2

I have a regex/soundex type method:

public static string SoundEx(string word)
{
    if (word.All(char.IsDigit))
    {
        //sentenceParts = words;
        return word;
    }
    word = word.ToUpper();
    word = word[0] +
        Regex.Replace(
            Regex.Replace(
            Regex.Replace(
            Regex.Replace(
            Regex.Replace(
            Regex.Replace(
            Regex.Replace(word.Substring(1), "[AEIOUYHW]", ""), "[BFPV]+", "1"), "[CGJKQSXZ]+", "2"), "[DT]+", "3"), "[L]+", "4"), "[MN]+", "5"), "[R]+", "6");

    return word;//word.PadRight(4, '0').Substring(0, 4);
}

This works fine on strings with one word but as soon as you dump a sentence in it can start acting funny.

"The big brown cat." and "The big brown dog."

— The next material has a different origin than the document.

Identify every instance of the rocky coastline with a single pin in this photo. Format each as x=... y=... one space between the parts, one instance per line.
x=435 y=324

Come up as a match. Now I understand it keeps the first char of the first word and then starts using the regex to match numbers to the vowels, etc. But how can I implement this on an entire sentence making it more accurate?

Laurel
  • 5,965
  • 14
  • 31
  • 57
VinnyGuitara
  • 605
  • 8
  • 26
  • What is it supposed to do? – Kenny Lau Apr 28 '16 at 15:41
  • Take answers to a "quiz" and soundex them in case of minor spelling errors. It works for single words like: Retroactive vs. Ritroactive Will return a match but Retroactive vs Metroactive Will return no match etc. – VinnyGuitara Apr 28 '16 at 15:44
  • I still don't get it. What does `Retroactive` return? – Kenny Lau Apr 28 '16 at 15:49
  • Let me rephrase this: The function simply takes in strings and returns a value based on regex and then my program compares them to see if they are similar. "Foot" and "Fut" should return a match "Foot" and "Food" should not – VinnyGuitara Apr 28 '16 at 15:52
  • 1
    What do you mean by match? The results for your example are different "T 12 165 23." vs "T 12 165 32." – Sign Apr 28 '16 at 15:53
  • Then remove all the punctuation from the sentences and then split by whitespace? – Kenny Lau Apr 28 '16 at 15:53
  • @KennyLau - That is what I thought it would take. I just figured maybe someone had more experience in this and would know a better technique. – VinnyGuitara Apr 28 '16 at 15:54
  • Don't `Foot`, `Fut`, `Food` all return `F3`? – Kenny Lau Apr 28 '16 at 15:55
  • @Sign - when I run the two sentences from my OP through the function I get "T12" for both. You are seeing "T 12 165 23"... that is very interesting. Did you just use the code I posted? – VinnyGuitara Apr 28 '16 at 15:56
  • @KennyLau - Can try with the two sentences in the OP... "The Big Brown..." I get "T12" for both... but user Sign says he gets more detailed results. – VinnyGuitara Apr 28 '16 at 15:56
  • 1
    Yeah I used your code. It seems like you are just doing the first word not the whole sentence. – Sign Apr 28 '16 at 16:15
  • Soundex was designed to find English names that sound similar when spoken and is not suited for doing anything else with. If you explained what you want these codes for we may be able to recommend a better alternative. – Dour High Arch Apr 28 '16 at 16:16
  • Thanks @Sign, you kind of pointed me in the right direction. It was this: word.PadRight(4, '0').Substring(0, 4); I know its commented out in my above code but that was not the code that was in my project. I made a mistake when I posted. I guess I had the solution all along in my test project. Once removed I now get "T 12 165 23" vs "T 12 165 32"... This is exactly what I was after. I guess I shouldn't rush to post. Thanks for the nudge in the right direction. – VinnyGuitara Apr 28 '16 at 16:16
  • @DourHighArch - I am simply looking for a way to allow slight spelling mistakes in a console based quiz game. This is not homework, lol. It is for a quick quiz on company acronyms. It's actually just for me personally to learn new acronyms and company information. If you have a better solution other than the soundex I am all ears. – VinnyGuitara Apr 28 '16 at 16:18

1 Answers1

3

You have to soundex each word separately. That turns the sentence into a set of 4-byte codes instead of string of characters. You then compare the sets against each other.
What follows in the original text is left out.